I sistemi alimentari sono causa e vittima della crisi climatica
Se queste sono le traiettorie generali, dal punto di vista delle tematiche concrete auguro che ai tavoli dei negoziati trovi posto la discussione del rapporto tra cibo e crisi climatica; ben evidenziato in una dichiarazione inviata da Slow Food ai ministri di vari Paesi che prendono parte alla COP30. Proprio nella foresta amazzonica questa relazione trova concretezza ogni giorno. I sistemi alimentari sono al tempo stesso causa e vittima della crisi climatica. Causa, perché l’agricoltura industriale e gli allevamenti intensivi (entrambi molto presenti in Amazzonia), producono il 37% delle emissioni globali di CO₂, distruggendo foreste e biodiversità, consumando suolo e acqua. Vittima, perché la crisi climatica colpisce prima e più duramente chi produce cibo specie nel Sud del mondo, o chi, come i popoli indigeni, ha una relazione pressoché simbiotica con la natura.
Va inoltre detto che dal punto di vista dell’alimentazione, il Brasile di Lula, in questo momento, sta dimostrando un grande impegno: a giugno 2025 cioè due anni dall’inizio della sua presidenza, attraverso politiche pubbliche serie e mirate che hanno ridotto dell’85% l’insicurezza alimentare grave, è riuscito a far uscire il paese dalla mappa della fame delle Nazioni Unite. Il Brasile poi è anche la casa del Movimento Sem Terra, un movimento contadino tra i più vitali del pianeta che mostra come l’agroecologia – ossia un approccio all’agricoltura che rispetta le risorse naturali, la biodiversità, il benessere animale – e la giustizia sociale siano due facce della stessa medaglia.
Non ci sarà infatti giustizia climatica senza giustizia alimentare e sociale. Serve una transizione agroecologica che abbandoni l’uso di combustibili fossili in agricoltura (presenti in primis in pesticidi e fertilizzanti), una sovranità alimentare che restituisca ai popoli il diritto di decidere come produrre e consumare e la tutela delle filiere locali, delle persone che le lavorano e della biodiversità di colture che le ha caratterizzate per secoli.

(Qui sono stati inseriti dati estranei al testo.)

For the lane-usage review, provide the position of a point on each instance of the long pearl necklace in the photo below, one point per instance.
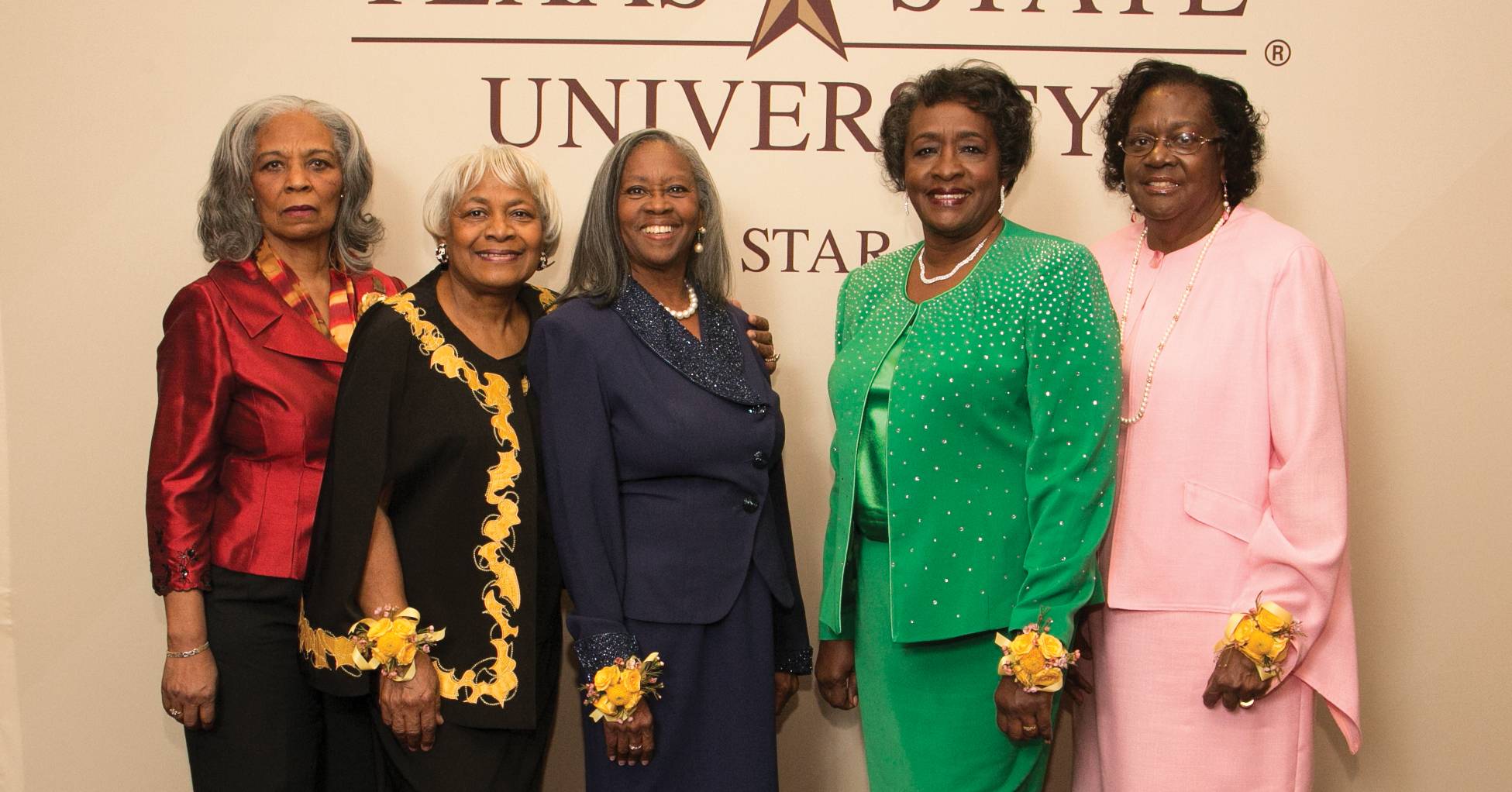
(1128, 294)
(690, 310)
(955, 270)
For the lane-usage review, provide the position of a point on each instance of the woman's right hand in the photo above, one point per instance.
(835, 673)
(189, 690)
(413, 709)
(632, 741)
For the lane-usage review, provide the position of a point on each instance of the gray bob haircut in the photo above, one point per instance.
(513, 168)
(601, 263)
(229, 226)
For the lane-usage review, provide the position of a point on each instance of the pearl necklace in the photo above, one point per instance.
(1128, 294)
(685, 313)
(955, 270)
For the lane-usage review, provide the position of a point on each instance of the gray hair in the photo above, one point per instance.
(601, 263)
(229, 226)
(511, 167)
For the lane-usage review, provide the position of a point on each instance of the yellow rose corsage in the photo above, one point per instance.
(391, 639)
(1035, 658)
(1263, 634)
(617, 688)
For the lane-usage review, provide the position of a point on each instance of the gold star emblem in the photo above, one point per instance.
(779, 17)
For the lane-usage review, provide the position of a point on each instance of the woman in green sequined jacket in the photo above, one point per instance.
(974, 387)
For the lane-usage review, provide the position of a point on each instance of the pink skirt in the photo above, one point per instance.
(1145, 726)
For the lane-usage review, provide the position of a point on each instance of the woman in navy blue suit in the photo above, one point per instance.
(663, 451)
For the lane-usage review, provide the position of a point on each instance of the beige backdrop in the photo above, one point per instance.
(1388, 146)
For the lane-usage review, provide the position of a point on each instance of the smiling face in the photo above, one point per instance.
(1183, 192)
(297, 177)
(950, 170)
(658, 206)
(494, 236)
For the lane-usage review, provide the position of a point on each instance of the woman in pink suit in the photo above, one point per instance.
(1233, 481)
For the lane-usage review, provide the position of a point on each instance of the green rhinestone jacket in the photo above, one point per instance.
(1001, 436)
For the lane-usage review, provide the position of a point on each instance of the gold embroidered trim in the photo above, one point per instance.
(491, 680)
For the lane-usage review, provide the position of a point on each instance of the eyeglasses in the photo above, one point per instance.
(1183, 143)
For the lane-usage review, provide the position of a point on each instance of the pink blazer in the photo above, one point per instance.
(1234, 484)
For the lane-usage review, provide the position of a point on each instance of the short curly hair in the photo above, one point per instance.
(1240, 124)
(979, 85)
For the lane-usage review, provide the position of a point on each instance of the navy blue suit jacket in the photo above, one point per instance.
(664, 478)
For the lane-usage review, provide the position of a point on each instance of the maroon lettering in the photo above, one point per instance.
(766, 114)
(791, 233)
(835, 254)
(575, 91)
(766, 260)
(1195, 9)
(496, 109)
(1087, 6)
(702, 119)
(650, 100)
(868, 253)
(832, 117)
(1079, 120)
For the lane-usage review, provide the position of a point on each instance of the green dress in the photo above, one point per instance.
(974, 456)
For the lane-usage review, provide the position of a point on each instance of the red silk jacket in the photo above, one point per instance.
(246, 395)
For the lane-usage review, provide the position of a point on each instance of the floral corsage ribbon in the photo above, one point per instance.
(1262, 634)
(391, 639)
(617, 688)
(1035, 658)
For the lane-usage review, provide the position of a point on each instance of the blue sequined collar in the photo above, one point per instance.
(715, 363)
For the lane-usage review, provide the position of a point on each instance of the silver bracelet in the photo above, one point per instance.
(189, 653)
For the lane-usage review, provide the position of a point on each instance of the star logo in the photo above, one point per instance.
(780, 15)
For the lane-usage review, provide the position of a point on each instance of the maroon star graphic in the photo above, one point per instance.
(780, 15)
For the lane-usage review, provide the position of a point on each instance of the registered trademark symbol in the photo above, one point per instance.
(1278, 53)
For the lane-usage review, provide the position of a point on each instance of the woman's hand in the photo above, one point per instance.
(785, 685)
(634, 741)
(761, 337)
(835, 673)
(189, 690)
(1022, 715)
(1234, 680)
(413, 709)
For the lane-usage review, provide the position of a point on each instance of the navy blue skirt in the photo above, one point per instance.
(715, 728)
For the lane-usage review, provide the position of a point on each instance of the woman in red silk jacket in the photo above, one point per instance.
(246, 380)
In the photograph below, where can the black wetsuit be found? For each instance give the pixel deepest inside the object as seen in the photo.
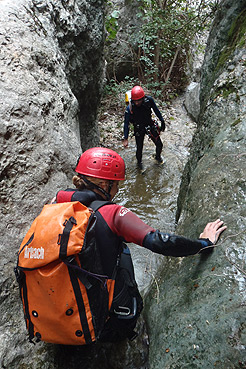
(140, 116)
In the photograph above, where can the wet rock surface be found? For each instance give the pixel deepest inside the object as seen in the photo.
(196, 316)
(195, 308)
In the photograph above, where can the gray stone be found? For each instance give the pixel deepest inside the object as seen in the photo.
(192, 102)
(199, 321)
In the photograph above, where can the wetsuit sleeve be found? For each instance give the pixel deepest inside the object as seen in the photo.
(126, 122)
(172, 245)
(125, 223)
(156, 110)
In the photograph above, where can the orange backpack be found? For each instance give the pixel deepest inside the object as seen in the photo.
(66, 299)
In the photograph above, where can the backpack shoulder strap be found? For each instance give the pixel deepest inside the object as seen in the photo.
(97, 204)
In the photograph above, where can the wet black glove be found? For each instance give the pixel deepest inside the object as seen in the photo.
(163, 126)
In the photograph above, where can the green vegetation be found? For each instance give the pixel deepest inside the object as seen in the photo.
(236, 38)
(161, 46)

Basta promesse, serve un impegno concreto
Sul fronte della finanza climatica, l’obiettivo è mobilitare 1.300 miliardi di dollari all’anno entro il 2035 per sostenere la transizione nei Paesi in via di sviluppo. Ma il punto non è solo quanti soldi servano, bensì come vengano spesi. Oggi la finanza per l’adattamento, quella che protegge sistemi agricoli, comunità rurali e territori, è quasi inesistente perché non genera profitti immediati. Mentre cresce chi è disposto a investire nel ripristino dei danni con imprese che guadagnano cifre da capogiro nella ricostruzione dopo gli eventi estremi. Ricostruire è doveroso, ma dovremmo investire anche per evitare che accada, sostenendo mitigazione e prevenzione. L’adattamento, poi, va gestito con intelligenza per evitare il maladattamento: non basta piantare alberi se non sono specie native, o irrigare di più durante le siccità prosciugando le riserve.
Senza un concreto impegno pubblico e multilaterale, che è ciò che da trent’anni a questa parte demandiamo alle COP, il divario di coerenza tra promesse, bisogni e allocazione delle risorse, continuerà ad allargarsi diventando la nostra rovina. Il clima, infatti, non è un capriccio progressista: è una necessità per la sopravvivenza stessa delle economie, dell’agricoltura, della salute pubblica. È una questione che riguarda tutti noi, specie umana tra le altre, che ancora dipende dalla Terra per poter vivere.